La seule différence que l’entreprise pourra constater, sur les serveurs où elle exécutait 80 VM, c’est qu’elle pourra exécuter 200, 300, voire 500 containers.

C’est d’ailleurs sur ce même modèle technique que nous avons converti nos clients telcos d’OpenStack à OpenShift. OpenShift leur permet de convertir de manière transparente et en douceur, dans les délais qu’ils veulent, leurs équipements virtualisés VNF en équipements containerisés CNF. Nous avons des cas similaires chez les industriels.
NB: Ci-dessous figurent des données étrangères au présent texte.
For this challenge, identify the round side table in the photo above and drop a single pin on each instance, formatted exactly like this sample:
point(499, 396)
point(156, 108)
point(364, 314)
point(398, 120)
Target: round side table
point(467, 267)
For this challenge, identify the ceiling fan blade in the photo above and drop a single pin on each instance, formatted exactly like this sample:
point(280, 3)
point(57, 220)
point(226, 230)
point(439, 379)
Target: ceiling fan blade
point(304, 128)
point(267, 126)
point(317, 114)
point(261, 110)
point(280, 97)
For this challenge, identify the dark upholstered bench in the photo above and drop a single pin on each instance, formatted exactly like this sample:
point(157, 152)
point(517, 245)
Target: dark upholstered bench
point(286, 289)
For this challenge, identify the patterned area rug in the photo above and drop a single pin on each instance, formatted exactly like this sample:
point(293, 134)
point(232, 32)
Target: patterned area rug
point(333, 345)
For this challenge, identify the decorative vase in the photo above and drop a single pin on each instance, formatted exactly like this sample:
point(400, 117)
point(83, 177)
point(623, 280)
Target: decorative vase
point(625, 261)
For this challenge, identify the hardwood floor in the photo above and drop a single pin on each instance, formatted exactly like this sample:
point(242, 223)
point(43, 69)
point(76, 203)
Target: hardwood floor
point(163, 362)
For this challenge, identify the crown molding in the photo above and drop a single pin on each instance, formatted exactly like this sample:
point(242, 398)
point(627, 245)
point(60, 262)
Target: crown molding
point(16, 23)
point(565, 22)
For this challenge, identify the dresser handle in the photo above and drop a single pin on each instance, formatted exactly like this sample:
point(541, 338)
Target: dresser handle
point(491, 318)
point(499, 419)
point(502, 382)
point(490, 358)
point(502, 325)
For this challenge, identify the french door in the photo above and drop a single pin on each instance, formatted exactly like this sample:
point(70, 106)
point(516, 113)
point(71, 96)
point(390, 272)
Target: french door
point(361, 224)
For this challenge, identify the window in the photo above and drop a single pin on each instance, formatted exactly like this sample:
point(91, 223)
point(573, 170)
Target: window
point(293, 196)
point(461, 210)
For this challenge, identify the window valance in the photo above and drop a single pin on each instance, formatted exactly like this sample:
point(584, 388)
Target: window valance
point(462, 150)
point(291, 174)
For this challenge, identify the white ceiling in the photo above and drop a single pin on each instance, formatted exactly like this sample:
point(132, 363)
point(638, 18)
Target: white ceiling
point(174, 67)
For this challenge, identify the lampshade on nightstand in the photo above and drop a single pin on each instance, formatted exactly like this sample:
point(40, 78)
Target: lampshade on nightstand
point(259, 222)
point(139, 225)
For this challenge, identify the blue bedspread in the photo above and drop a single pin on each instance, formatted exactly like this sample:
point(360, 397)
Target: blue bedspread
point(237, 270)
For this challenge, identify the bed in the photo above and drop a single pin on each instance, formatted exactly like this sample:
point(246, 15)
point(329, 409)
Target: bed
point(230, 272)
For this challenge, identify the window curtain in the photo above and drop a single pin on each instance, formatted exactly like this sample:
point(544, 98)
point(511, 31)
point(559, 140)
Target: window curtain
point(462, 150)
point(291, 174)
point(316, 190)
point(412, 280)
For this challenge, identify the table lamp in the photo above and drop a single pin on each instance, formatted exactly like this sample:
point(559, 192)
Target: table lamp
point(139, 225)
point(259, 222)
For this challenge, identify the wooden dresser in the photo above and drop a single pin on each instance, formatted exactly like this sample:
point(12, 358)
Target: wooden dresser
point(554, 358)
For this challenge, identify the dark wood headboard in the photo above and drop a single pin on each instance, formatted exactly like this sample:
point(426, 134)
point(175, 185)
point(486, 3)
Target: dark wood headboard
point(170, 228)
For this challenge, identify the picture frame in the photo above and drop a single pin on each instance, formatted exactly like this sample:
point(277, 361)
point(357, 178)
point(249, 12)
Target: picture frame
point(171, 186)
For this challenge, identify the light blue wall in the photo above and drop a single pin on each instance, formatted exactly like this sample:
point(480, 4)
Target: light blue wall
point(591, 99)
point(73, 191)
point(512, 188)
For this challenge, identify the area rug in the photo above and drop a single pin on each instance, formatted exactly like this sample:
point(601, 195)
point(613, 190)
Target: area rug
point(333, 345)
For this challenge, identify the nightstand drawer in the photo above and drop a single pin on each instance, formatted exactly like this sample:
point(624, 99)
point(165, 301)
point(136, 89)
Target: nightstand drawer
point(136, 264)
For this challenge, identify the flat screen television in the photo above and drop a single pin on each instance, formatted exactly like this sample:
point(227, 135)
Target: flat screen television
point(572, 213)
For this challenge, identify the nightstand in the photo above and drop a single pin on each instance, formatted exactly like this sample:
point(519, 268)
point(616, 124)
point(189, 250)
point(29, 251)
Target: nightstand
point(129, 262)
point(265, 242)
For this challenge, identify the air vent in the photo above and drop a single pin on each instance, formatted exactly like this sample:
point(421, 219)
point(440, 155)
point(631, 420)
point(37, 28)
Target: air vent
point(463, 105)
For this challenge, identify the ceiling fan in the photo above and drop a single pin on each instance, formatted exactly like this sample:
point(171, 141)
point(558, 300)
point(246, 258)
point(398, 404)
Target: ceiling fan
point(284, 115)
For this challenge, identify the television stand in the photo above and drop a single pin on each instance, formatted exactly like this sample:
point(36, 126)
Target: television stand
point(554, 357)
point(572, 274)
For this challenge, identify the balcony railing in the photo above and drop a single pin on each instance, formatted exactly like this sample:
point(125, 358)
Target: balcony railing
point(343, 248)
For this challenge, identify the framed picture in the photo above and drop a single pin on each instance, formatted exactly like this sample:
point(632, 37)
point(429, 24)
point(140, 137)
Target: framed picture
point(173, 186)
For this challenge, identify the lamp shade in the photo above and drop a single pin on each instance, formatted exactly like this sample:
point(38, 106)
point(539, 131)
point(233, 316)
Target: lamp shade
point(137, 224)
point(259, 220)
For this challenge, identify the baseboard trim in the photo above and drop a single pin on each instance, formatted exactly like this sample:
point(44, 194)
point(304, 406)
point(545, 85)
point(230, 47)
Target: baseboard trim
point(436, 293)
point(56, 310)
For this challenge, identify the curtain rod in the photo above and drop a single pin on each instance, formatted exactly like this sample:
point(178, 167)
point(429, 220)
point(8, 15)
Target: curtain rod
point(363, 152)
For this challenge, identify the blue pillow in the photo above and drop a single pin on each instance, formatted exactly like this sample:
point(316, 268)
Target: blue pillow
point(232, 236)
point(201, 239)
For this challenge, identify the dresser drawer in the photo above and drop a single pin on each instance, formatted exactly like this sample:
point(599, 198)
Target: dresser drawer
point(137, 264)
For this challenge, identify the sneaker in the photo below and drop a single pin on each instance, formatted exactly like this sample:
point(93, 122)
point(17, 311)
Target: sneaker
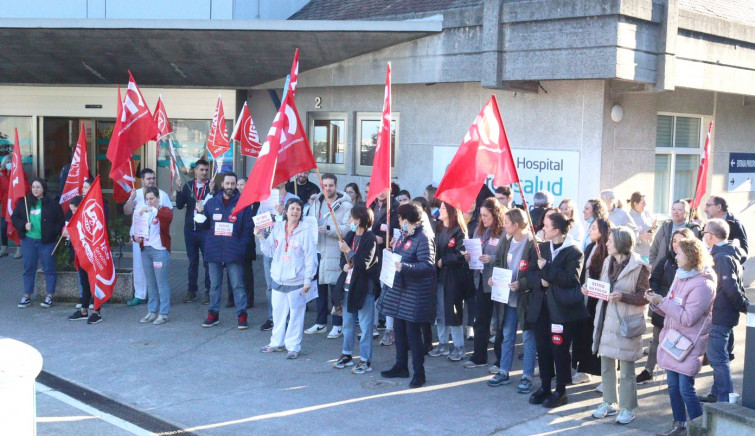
point(190, 296)
point(644, 377)
point(316, 328)
point(605, 409)
point(388, 338)
point(335, 332)
point(212, 320)
point(580, 377)
point(525, 386)
point(625, 416)
point(440, 350)
point(471, 364)
point(343, 361)
point(499, 379)
point(243, 324)
point(25, 302)
point(148, 318)
point(361, 367)
point(135, 302)
point(456, 354)
point(94, 318)
point(78, 315)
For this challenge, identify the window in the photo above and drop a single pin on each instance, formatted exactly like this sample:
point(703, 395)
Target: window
point(327, 135)
point(368, 126)
point(678, 143)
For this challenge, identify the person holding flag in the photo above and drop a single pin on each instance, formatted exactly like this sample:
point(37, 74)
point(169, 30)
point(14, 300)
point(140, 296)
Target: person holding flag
point(39, 221)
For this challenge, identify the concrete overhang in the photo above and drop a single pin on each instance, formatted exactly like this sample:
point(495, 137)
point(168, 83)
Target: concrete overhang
point(185, 53)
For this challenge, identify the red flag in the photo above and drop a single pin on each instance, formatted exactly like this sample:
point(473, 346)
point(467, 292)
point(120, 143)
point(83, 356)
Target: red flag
point(702, 172)
point(91, 244)
point(17, 187)
point(217, 140)
point(484, 151)
point(134, 127)
point(77, 172)
point(380, 180)
point(246, 133)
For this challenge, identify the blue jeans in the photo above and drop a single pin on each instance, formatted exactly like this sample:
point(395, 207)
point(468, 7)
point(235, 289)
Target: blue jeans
point(366, 320)
point(194, 244)
point(156, 264)
point(236, 279)
point(681, 392)
point(35, 251)
point(530, 353)
point(718, 356)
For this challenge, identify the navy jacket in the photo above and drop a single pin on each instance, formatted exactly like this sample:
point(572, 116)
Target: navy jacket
point(730, 297)
point(228, 249)
point(412, 297)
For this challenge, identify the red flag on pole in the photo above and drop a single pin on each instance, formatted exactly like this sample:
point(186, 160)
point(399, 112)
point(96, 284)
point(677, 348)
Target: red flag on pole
point(91, 244)
point(246, 133)
point(380, 179)
point(77, 172)
point(484, 151)
point(702, 172)
point(134, 127)
point(17, 187)
point(217, 140)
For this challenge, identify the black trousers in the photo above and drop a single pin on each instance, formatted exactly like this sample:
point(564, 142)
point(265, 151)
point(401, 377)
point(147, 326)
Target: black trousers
point(482, 325)
point(409, 336)
point(553, 354)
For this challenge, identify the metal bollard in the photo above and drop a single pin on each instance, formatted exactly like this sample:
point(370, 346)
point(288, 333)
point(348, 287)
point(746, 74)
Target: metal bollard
point(19, 366)
point(748, 382)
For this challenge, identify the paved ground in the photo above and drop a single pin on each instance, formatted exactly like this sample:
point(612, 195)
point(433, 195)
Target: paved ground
point(215, 382)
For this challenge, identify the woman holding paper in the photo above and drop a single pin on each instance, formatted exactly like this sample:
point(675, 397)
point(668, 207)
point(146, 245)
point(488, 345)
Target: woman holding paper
point(155, 247)
point(614, 336)
point(584, 362)
point(452, 276)
point(514, 255)
point(687, 310)
point(488, 237)
point(556, 306)
point(293, 251)
point(411, 299)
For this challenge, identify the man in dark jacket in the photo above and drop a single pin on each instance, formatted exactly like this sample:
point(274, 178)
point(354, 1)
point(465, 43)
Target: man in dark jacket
point(729, 302)
point(192, 196)
point(225, 246)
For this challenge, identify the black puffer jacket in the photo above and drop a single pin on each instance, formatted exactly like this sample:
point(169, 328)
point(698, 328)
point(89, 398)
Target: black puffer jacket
point(412, 297)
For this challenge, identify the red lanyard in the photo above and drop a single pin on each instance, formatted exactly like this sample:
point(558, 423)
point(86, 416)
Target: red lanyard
point(288, 235)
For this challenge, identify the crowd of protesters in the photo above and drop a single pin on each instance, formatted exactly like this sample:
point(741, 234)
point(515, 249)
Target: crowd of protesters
point(684, 273)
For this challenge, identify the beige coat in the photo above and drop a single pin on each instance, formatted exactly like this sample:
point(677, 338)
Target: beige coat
point(607, 340)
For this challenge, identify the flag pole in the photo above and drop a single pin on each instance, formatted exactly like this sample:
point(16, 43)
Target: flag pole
point(332, 215)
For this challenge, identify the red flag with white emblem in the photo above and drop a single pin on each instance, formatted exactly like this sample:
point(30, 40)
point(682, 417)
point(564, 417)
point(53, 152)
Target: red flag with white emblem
point(88, 232)
point(246, 133)
point(484, 151)
point(77, 172)
point(217, 140)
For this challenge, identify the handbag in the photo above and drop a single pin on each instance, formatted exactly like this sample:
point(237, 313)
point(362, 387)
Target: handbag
point(632, 325)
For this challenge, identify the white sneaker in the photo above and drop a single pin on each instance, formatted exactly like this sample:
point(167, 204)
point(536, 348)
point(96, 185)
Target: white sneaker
point(604, 410)
point(625, 416)
point(335, 332)
point(317, 328)
point(580, 377)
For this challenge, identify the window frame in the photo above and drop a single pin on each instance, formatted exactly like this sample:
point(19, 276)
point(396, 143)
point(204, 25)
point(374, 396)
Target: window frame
point(366, 170)
point(673, 151)
point(312, 116)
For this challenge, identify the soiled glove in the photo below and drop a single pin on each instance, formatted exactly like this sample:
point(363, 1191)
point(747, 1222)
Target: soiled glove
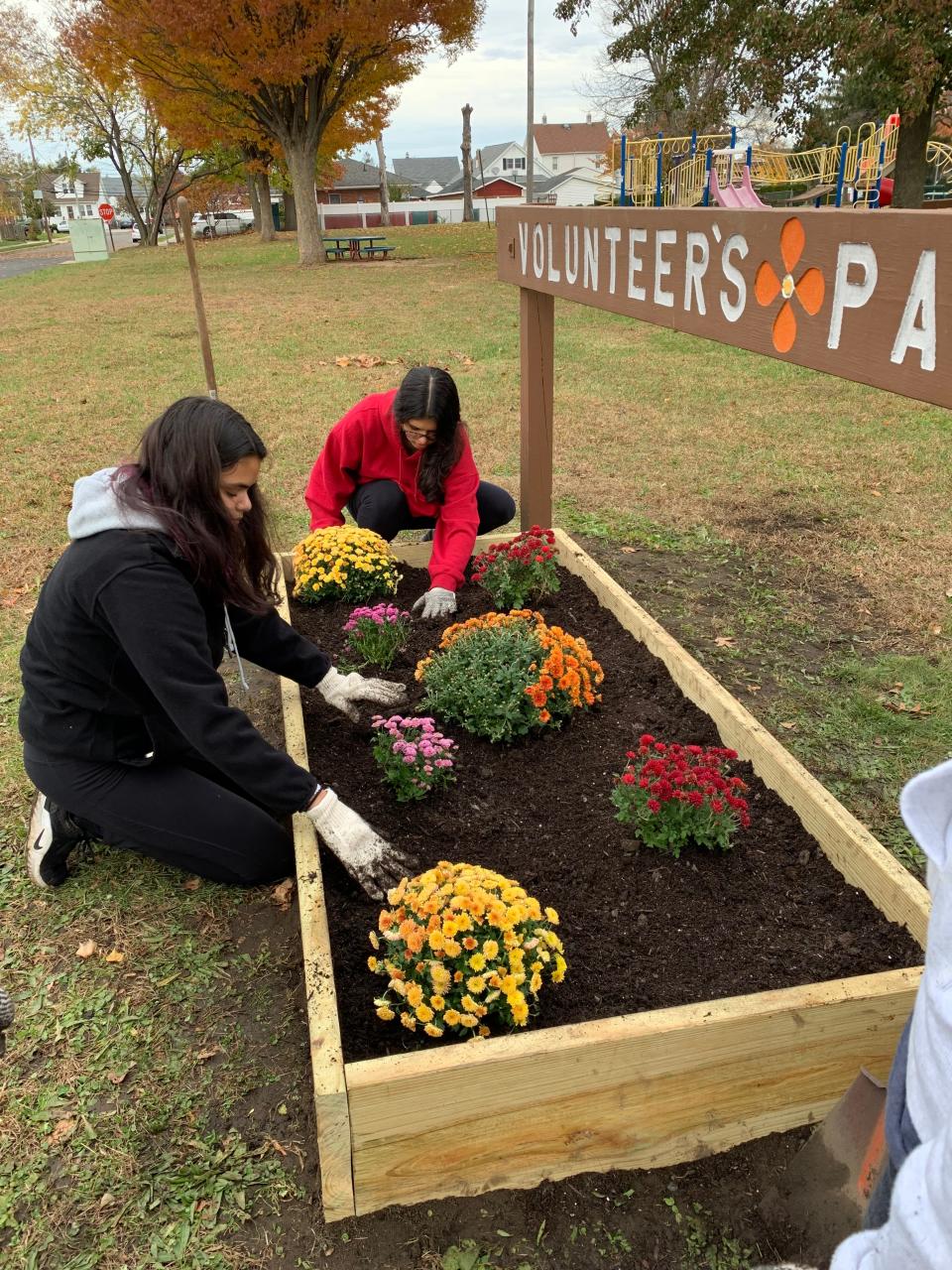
point(436, 602)
point(343, 691)
point(371, 861)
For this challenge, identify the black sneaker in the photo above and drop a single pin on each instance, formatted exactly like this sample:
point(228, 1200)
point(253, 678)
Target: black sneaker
point(53, 835)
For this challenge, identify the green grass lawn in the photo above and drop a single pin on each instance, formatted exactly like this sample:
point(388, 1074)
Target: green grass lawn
point(802, 520)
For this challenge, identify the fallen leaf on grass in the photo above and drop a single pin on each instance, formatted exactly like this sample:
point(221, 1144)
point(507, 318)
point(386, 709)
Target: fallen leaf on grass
point(284, 893)
point(62, 1132)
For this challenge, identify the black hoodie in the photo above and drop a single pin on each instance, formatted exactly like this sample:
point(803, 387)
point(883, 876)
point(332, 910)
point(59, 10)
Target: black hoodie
point(121, 658)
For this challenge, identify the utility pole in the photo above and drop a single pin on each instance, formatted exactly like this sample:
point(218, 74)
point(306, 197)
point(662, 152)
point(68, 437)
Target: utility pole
point(37, 186)
point(530, 100)
point(384, 190)
point(467, 163)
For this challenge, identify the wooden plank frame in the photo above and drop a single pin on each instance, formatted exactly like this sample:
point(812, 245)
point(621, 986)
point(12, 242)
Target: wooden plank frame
point(629, 1092)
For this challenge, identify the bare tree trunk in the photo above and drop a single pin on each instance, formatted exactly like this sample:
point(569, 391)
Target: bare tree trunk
point(252, 181)
point(301, 159)
point(264, 203)
point(910, 169)
point(467, 163)
point(384, 190)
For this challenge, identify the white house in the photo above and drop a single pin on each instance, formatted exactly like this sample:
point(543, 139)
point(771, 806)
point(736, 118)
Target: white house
point(561, 146)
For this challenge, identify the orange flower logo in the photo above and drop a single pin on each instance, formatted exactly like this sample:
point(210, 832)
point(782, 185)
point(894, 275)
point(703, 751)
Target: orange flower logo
point(809, 289)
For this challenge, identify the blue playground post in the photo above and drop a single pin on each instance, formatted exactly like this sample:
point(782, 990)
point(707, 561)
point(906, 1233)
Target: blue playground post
point(842, 173)
point(657, 172)
point(879, 180)
point(708, 162)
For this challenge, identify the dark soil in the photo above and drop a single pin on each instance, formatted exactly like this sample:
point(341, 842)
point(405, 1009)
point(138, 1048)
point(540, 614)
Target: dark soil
point(588, 1222)
point(642, 931)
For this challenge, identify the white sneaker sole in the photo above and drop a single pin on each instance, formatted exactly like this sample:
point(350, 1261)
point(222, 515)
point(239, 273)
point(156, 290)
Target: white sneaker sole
point(40, 838)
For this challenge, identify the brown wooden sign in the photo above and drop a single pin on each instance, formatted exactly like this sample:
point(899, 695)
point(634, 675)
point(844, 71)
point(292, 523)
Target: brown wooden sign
point(866, 296)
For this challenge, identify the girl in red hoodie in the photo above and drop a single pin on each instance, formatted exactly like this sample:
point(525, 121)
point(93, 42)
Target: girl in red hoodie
point(402, 460)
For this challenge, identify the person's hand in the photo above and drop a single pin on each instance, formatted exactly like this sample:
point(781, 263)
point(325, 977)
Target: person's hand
point(343, 691)
point(371, 861)
point(436, 602)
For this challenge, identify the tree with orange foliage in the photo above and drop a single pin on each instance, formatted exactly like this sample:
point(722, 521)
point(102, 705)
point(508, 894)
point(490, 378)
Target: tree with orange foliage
point(294, 73)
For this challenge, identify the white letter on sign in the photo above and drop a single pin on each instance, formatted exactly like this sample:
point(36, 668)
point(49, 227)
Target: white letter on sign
point(538, 250)
point(589, 272)
point(571, 257)
point(525, 244)
point(662, 267)
point(613, 236)
point(694, 271)
point(851, 295)
point(553, 275)
point(920, 296)
point(635, 263)
point(739, 244)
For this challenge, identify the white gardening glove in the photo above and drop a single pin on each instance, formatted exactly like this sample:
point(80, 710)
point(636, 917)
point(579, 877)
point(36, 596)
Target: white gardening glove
point(436, 602)
point(371, 861)
point(343, 691)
Et nous pouvons garantir qu’il n’y a pas de chute des performances à exécuter une VM en container.

Rémy Mandon : J’ajoute qu’OpenShift et OpenShift Virtualization ayant le même socle technique, les extensions – que nous appelons opérateurs – de l’un profitent à l’autre. Il en va ainsi d’OpenShift AI qui permet aux data scientists d’utiliser une IA prédictive, mais aussi de RHEL AI. Ce dernier est un système Linux que nous venons de lancer pour une utilisation clé en main de l’IA générative, avec l’intégration des LLM Granite d’IBM. RHEL AI fonctionne directement sur OpenShift et OpenShift Virtualization.